Point #3: DPM should be 14 or 13 holes
You can condense the present 16 meadow holes into 14 or 13 holes, and still have a championship routing for club events. You can preserve the funky holes (more on those later) and the chill ambiance that welcomes golfers of all ages, skill levels, shapes and sizes. Jason Way, a lawyer and golf-community activist in Chicagoland, spearheads the redevelopment of Canal Shores golf course, all with community-based support and labor. It can be done, with or without the Nicklaus firm.
Point #4: preserve the funk
Have you ever played a par three over trees? That’s the 7th hole AND the 12th hole. Totally blind, hit and hope. LOVE IT! Then you play the 13th, beneath a canopy of arched trees. Also unique, also beloved. Oh, and you also have to play low on the 10th hole, a wee wedge down a hill, in the southeast corner of the property. You don’t have to keep all of it, but you can keep some of it.

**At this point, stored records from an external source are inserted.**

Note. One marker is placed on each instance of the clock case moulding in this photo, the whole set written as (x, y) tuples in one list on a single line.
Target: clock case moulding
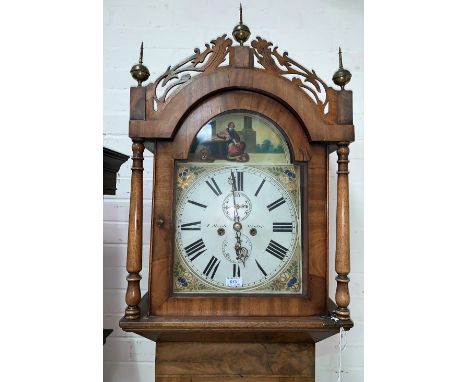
[(256, 79)]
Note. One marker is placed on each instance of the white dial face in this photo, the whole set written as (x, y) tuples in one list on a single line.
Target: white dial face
[(236, 222)]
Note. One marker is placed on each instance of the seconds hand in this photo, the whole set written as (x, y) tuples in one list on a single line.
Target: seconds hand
[(240, 255)]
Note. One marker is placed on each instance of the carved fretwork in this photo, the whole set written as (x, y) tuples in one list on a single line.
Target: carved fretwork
[(214, 55), (307, 79)]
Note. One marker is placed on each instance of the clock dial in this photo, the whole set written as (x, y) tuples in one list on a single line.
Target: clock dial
[(237, 222)]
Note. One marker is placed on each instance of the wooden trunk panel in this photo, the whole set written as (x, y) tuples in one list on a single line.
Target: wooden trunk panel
[(192, 361)]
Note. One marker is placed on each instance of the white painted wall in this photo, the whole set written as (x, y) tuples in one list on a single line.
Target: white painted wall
[(311, 32)]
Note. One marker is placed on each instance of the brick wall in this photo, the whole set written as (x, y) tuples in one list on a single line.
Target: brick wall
[(311, 32)]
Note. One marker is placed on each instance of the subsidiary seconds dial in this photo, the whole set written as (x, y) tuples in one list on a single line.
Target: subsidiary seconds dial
[(236, 222)]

Point #5: protect the history
Adjacent to the present 3rd fairway is a stone that marks the burial site of soldiers lost in the War of 1812. This hallowed ground needs to be recognized for its worth, highlighted and cared for. There is also a tree near the Scajaquada Expressway that is massive and beastly-old. Protect it and the other great arbor, too. Don’t forget that this is an Olmsted park. Do some diligence on its history and intent, and bring those features to bear.